Keynote
Hao Chen
Senior Principal Engineer
Game Technology Group, Amazon
Title: From Pixels to Reality -- Thinking Differently about Graphics in Games
Abstract
Today's game engines can render millions of polygons at ultra-high resolution and high frame rates, with sophisticated lighting and realistic materials. Yet, even in the best games today, one can not find shadows that are free of acne, edges free of jaggies, and transparencies that are sorted correctly. As a matter of fact, in games we still suffer from the same kind of artifacts that were there ten years ago, just to a lesser degree. Compare to CG films, which even in earlier days produced alias-free images, games has gone down the deliberate path of maximizing throughput while accepting artifacts that are unacceptable in other mediums. Years of cumulative advances in graphics hardware and software down this path has resulted in today's "ultra-high res and noisy" look that defines game graphics today. While that look has been the accepted norm, even preferred by gamers, the world of gaming is changing rapidly and it calls into question how much longer we can stay in the current trajectory of increasing fidelity while only slowly chipping away at the artifacts. Will games and gamers of the future define new standards of quality and requirements that require us to think differently?

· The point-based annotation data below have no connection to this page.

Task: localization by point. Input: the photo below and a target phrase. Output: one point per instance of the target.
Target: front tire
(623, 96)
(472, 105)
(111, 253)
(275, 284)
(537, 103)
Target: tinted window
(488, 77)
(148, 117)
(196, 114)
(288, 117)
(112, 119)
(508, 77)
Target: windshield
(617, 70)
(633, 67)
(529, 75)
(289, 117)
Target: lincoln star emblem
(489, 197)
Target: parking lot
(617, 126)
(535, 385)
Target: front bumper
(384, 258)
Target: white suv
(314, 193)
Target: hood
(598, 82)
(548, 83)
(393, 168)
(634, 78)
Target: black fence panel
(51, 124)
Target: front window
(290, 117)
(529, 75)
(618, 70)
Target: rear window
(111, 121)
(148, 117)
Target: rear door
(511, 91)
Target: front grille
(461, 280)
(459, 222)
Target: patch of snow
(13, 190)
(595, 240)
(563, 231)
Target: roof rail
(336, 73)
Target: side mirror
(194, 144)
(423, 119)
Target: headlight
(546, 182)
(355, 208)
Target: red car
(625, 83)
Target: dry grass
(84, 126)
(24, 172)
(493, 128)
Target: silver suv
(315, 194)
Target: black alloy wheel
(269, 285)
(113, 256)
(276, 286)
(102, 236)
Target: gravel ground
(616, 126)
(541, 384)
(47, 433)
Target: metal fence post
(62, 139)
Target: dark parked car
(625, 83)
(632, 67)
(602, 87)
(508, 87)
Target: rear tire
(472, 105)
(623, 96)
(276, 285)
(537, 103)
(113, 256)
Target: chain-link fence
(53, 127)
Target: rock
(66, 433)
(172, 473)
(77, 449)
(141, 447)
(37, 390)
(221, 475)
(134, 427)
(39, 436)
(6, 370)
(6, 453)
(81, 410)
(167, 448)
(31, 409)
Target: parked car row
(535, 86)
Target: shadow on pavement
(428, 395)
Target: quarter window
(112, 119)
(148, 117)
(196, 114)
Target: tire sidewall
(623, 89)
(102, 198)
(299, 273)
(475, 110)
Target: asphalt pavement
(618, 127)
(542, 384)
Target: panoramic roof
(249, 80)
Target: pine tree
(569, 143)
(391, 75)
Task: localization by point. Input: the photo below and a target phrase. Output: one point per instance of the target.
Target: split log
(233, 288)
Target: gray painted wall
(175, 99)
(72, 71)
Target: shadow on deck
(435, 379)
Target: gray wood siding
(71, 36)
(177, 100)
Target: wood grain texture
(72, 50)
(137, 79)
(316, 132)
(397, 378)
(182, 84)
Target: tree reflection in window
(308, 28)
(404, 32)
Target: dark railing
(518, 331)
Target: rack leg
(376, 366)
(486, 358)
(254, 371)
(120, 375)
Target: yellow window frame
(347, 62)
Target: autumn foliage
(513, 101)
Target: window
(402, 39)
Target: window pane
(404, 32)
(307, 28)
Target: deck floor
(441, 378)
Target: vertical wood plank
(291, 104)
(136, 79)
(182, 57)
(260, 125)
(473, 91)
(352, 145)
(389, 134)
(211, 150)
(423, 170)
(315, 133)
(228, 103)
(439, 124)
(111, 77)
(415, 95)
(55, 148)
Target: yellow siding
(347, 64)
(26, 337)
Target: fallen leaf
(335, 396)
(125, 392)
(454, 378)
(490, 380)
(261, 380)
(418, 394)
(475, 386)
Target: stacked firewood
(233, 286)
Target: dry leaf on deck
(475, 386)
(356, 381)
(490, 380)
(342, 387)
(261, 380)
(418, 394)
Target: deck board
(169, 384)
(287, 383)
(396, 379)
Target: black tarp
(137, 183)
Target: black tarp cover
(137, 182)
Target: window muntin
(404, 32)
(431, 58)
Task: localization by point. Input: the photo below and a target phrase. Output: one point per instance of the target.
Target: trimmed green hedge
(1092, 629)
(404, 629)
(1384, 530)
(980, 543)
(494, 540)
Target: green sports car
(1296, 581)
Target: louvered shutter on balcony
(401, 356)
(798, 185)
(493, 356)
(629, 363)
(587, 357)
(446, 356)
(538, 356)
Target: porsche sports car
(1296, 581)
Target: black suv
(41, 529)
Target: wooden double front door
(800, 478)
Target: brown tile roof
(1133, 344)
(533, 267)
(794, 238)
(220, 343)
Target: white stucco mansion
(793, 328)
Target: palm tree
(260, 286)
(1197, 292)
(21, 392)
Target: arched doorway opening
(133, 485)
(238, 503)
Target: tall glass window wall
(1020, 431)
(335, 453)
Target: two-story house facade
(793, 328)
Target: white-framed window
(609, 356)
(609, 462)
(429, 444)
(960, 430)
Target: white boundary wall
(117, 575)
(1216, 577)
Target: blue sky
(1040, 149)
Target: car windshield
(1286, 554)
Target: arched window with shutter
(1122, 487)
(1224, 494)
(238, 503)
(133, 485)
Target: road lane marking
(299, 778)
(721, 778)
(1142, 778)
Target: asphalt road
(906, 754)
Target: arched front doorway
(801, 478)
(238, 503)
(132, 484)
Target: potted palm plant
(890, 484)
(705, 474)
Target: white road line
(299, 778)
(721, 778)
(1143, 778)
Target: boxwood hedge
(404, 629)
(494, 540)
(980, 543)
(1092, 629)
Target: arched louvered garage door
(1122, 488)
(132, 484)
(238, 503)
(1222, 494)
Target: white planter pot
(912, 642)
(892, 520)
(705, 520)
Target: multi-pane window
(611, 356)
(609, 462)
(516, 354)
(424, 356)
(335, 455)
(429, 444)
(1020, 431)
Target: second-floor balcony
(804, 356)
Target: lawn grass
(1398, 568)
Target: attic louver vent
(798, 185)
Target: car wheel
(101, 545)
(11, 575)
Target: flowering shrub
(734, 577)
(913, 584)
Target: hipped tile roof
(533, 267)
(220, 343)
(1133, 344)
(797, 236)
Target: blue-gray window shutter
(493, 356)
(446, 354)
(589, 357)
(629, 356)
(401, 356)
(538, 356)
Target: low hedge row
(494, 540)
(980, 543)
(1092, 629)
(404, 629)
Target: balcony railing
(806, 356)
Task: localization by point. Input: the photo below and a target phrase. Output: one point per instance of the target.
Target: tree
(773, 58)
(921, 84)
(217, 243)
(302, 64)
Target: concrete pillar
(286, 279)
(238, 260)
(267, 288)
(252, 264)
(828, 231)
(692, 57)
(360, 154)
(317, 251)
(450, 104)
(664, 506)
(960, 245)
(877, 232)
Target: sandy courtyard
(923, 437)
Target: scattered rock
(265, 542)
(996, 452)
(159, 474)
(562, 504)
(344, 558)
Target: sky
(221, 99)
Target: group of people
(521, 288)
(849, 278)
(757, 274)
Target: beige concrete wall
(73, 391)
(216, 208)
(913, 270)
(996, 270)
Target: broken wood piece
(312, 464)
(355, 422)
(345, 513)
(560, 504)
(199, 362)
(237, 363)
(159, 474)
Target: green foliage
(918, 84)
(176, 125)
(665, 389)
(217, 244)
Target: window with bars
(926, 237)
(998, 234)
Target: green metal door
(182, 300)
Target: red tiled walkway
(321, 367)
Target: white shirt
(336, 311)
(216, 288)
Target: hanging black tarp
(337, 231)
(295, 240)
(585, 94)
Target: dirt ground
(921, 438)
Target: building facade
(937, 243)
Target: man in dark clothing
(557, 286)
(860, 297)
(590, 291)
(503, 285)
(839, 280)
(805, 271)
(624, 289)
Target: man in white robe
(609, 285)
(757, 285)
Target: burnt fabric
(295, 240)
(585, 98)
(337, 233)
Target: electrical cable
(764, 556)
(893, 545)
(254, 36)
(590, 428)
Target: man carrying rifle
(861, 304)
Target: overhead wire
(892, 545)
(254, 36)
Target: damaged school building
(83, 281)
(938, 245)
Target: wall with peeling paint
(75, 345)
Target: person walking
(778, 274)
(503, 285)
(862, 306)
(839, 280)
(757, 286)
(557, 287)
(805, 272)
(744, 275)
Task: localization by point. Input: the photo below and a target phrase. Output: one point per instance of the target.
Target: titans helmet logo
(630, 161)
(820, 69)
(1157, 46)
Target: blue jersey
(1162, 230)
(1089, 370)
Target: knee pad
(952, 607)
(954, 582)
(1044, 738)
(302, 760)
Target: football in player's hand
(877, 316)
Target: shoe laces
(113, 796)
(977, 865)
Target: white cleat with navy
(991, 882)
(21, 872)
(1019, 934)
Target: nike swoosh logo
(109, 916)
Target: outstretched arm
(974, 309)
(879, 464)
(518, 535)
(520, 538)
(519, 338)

In this talk, I will examine a number of factors that are emerging in the world of games that might require us to think of graphics in fundamentally different way than we have been, among them, the rising cost of content production; the emergence of community based gaming and proliferation of user created content; the continued expansion of mobile gaming; the cloud as an enabling technology; and the explosion of VR and AR. In this new world of gaming, we might have to abandon entire family of techniques that "almost worked", even entire rendering architectures, and search for ways to address artifacts that breaks the player immersion and suspension of disbelief. We might have to sacrifice raw polygon and pixel throughput in favor of increasing qualities in areas that are sensitive to the human perception. We might have to move the bulk of computation into the cloud, as a way to reduce cost, to enable user content creation, to build gaming communities of massive scale, and to enable mobile gamers to enjoy the same richness of content enjoyed by console and PC games. At the end of the talk, I will highlight a number of significant challenges and opportunities for graphics research in the exciting new world of gaming.
Bio
For nearly two decades, Hao Chen has led graphics R&D and game engine development at a number of game companies, including SingleTrac, Microsoft, and Bungie. Hao helped shape the core technology for some of the most innovative and influential games in history, including the Halo series and Destiny. With each game they shipped, Hao and his teammates have consistently raised the visual bar for real time graphics and much of their success is attributed to paring daring graphics research with solid engineering, while paying close attention to artist pipeline and workflow. Hao has a long history of collaborating with graphics researchers and such collaboration has led to wide adoption of a number of techniques in games. Hao is a frequent contributor to graphics and game conferences. Hao recently joined Amazon's games technology group as a senior principal engineer. In his spare time, Hao enjoys photography, making music and films, and piloting airplanes.